Site Reliability Engineer Lead (SRE) - AWS | Observability | Incident Management
Robert Half International (an S&P 500 global staffing provider) is supporting a global consulting firm in sourcing an interim SRE Lead for a major financial services engagement. This role will focus on improving platform reliability, stabilising production environments, and embedding best-in-class SRE practices across a complex, high-availability estate.
Assignment Details
1. £500-£550 p/day via PAYE PLUS additional 12.07% daily holiday pay on top. (employer's NI & tax deducted at source - unlike umbrella companies and no umbrella company admin fees)
2. Initial 6 month contract
3. Hybrid working - 2-3 days per week in the City of London
4. Start date: c.2-4 week turnaround with anticipated start date with onboarding paperwork of w/c 01/05
Key Responsibilities
5. Lead and improve incident management processes (detection, triage, escalation, resolution)
6. Drive major incident response (P1/P0) and post-incident reviews (blameless postmortems)
7. Define and implement SRE principles including SLIs, SLOs, SLAs and error budgets
8. Build and enhance observability frameworks across metrics, logs and tracing
9. Drive automation and reduction of manual toil across operational processes
10. Implement runbooks, playbooks and operational readiness standards
11. Work closely with engineering, platform and security teams to embed reliability into delivery
12. Support the design of resilient, highly available systems (failover, DR, multi-region)
Key Skills & Experience
13. Proven experience in SRE, DevOps or Platform Engineering roles within complex environments
14. Strong hands-on experience with incident management and production support at scale
15. Deep experience with observability tooling (e.g. Prometheus, Grafana, Datadog, ELK, OpenTelemetry)

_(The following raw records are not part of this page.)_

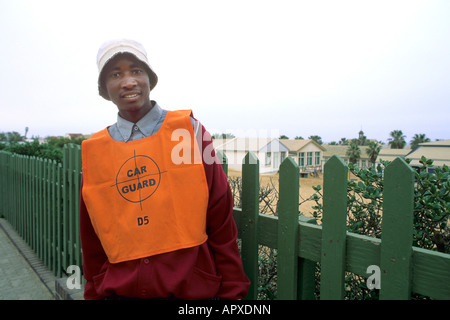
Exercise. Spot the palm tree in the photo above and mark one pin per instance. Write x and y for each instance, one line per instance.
(418, 138)
(316, 138)
(353, 153)
(373, 150)
(398, 139)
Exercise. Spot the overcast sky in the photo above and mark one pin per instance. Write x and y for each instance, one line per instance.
(298, 68)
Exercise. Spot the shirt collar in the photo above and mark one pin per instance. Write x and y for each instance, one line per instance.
(146, 125)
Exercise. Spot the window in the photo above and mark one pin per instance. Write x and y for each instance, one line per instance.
(283, 156)
(317, 158)
(301, 159)
(268, 158)
(309, 154)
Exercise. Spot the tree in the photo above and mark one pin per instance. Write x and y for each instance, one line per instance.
(14, 137)
(362, 138)
(398, 139)
(317, 139)
(418, 138)
(354, 153)
(373, 150)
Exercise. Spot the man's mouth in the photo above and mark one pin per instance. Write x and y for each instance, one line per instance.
(130, 95)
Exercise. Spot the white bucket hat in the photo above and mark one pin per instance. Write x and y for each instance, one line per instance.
(114, 47)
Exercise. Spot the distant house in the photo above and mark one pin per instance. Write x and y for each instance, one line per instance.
(269, 151)
(341, 151)
(438, 151)
(308, 154)
(388, 154)
(73, 135)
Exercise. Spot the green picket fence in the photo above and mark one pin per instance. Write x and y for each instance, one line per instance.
(40, 199)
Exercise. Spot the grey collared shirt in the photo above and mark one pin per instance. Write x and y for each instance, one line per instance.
(124, 130)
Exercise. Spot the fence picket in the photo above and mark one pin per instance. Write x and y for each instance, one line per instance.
(288, 231)
(334, 229)
(250, 212)
(397, 231)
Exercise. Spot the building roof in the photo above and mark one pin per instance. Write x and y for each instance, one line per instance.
(388, 154)
(438, 151)
(241, 144)
(298, 144)
(341, 151)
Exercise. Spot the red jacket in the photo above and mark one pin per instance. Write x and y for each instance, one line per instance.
(213, 269)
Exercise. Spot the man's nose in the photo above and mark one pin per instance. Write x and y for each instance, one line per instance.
(129, 82)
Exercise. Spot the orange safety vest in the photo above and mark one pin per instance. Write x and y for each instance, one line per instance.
(141, 202)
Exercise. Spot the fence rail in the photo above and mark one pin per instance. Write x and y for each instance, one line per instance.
(40, 198)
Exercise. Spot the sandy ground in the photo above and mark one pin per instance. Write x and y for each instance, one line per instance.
(306, 185)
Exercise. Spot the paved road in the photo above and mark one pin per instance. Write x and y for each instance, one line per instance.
(18, 280)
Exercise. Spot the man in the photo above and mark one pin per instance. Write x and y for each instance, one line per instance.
(155, 216)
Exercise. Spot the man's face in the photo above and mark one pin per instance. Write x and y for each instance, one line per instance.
(128, 86)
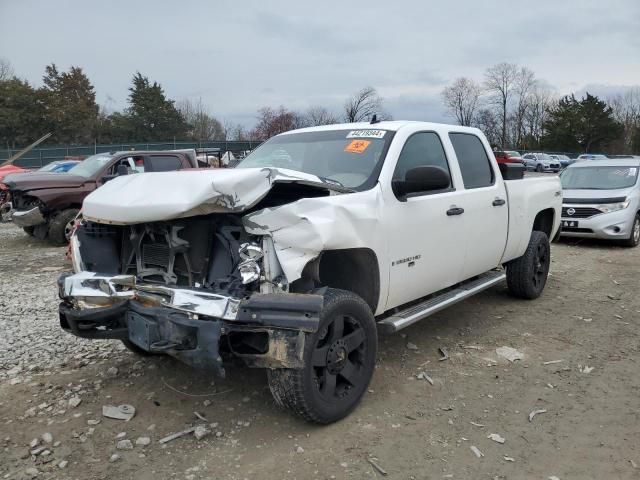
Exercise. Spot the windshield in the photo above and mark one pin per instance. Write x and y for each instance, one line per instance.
(91, 165)
(599, 178)
(50, 167)
(350, 158)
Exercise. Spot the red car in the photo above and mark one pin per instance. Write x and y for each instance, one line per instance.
(507, 156)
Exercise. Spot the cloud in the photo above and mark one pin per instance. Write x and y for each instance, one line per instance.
(239, 57)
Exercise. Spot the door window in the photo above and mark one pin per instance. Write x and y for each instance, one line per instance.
(164, 163)
(421, 149)
(475, 166)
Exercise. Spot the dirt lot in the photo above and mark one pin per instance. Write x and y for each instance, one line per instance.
(581, 360)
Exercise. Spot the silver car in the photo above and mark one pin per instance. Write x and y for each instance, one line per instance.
(540, 162)
(602, 200)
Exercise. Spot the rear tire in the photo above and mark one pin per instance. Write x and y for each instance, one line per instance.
(61, 226)
(634, 236)
(527, 275)
(339, 360)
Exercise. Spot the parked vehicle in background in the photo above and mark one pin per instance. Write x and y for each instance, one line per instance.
(540, 162)
(292, 260)
(602, 200)
(564, 160)
(591, 156)
(45, 204)
(507, 156)
(59, 166)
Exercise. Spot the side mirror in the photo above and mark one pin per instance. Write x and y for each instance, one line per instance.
(422, 179)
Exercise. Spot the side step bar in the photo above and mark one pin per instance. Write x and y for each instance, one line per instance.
(409, 316)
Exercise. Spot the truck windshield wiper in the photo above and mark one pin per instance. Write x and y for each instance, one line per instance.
(331, 181)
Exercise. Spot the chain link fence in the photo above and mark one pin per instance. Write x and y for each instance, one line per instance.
(39, 157)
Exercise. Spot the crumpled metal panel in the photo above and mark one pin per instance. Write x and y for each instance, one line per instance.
(302, 229)
(151, 197)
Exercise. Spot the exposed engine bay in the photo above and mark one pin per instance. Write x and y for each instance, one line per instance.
(211, 252)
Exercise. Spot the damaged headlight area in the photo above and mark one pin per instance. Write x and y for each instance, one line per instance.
(198, 289)
(249, 268)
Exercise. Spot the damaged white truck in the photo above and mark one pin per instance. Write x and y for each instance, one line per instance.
(295, 259)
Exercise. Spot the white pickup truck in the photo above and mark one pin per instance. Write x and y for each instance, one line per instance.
(293, 260)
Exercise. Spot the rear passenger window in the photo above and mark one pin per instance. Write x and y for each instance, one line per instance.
(164, 163)
(474, 163)
(421, 149)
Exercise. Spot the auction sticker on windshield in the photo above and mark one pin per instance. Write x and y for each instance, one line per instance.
(366, 134)
(357, 146)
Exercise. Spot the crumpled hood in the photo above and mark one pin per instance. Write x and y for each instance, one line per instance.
(39, 180)
(160, 196)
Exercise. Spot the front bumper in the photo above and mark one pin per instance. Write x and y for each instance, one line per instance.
(28, 218)
(607, 226)
(194, 326)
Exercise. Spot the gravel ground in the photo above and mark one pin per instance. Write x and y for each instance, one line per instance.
(579, 368)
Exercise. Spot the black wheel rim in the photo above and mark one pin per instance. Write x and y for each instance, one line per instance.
(338, 358)
(540, 265)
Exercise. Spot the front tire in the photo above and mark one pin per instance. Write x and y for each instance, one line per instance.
(634, 236)
(339, 360)
(527, 275)
(61, 226)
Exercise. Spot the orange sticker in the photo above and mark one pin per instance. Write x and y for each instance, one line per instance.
(357, 146)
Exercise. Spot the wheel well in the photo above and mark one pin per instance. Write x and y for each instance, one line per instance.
(544, 221)
(352, 269)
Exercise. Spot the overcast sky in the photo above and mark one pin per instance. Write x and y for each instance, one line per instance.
(241, 55)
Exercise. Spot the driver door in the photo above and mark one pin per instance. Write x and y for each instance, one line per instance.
(427, 239)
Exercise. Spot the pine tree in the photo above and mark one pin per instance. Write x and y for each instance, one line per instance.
(70, 105)
(150, 115)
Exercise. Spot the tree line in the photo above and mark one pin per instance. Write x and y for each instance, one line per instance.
(517, 111)
(66, 105)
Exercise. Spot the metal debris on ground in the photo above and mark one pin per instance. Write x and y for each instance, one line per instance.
(424, 376)
(200, 432)
(444, 353)
(200, 417)
(551, 362)
(375, 465)
(509, 353)
(121, 412)
(536, 412)
(477, 451)
(173, 436)
(495, 437)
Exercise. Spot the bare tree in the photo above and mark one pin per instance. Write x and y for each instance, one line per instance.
(461, 99)
(487, 121)
(539, 101)
(203, 126)
(318, 115)
(525, 82)
(6, 70)
(626, 110)
(274, 121)
(500, 83)
(363, 105)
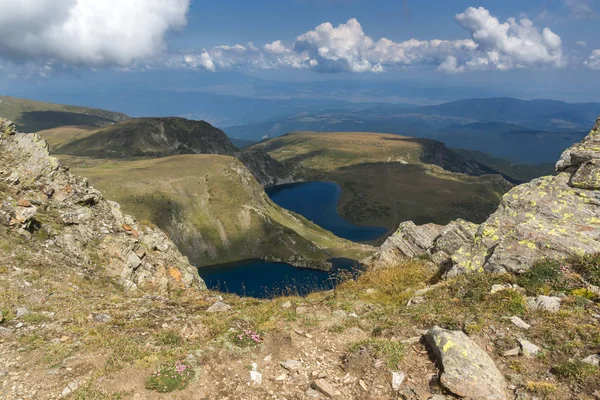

16. Solid experience with AWS cloud environments (EKS/ECS, Lambda, API Gateway, etc.)
17. Experience with CI/CD pipelines, automation and Infrastructure as Code (Terraform, Ansible, etc.)
18. Strong understanding of system reliability, performance and resilience engineering principles
19. Experience working in regulated or high-availability environments (financial services preferred)
Nice to Have
20. Experience with chaos engineering or resilience testing
21. Exposure to AIOps or intelligent automation frameworks
22. Experience transitioning or improving outsourced / offshore support models
All candidates will be required to complete standard screening checks including Right to Work, financial background checks and last 5 years referencing.
Robert Half Ltd acts as an employment business for temporary positions and an employment agency for permanent positions. Robert Half is committed to diversity, equity and inclusion. Suitable candidates with equivalent qualifications and more or less experience can apply. Rates of pay and salary ranges are dependent upon your experience, qualifications and training.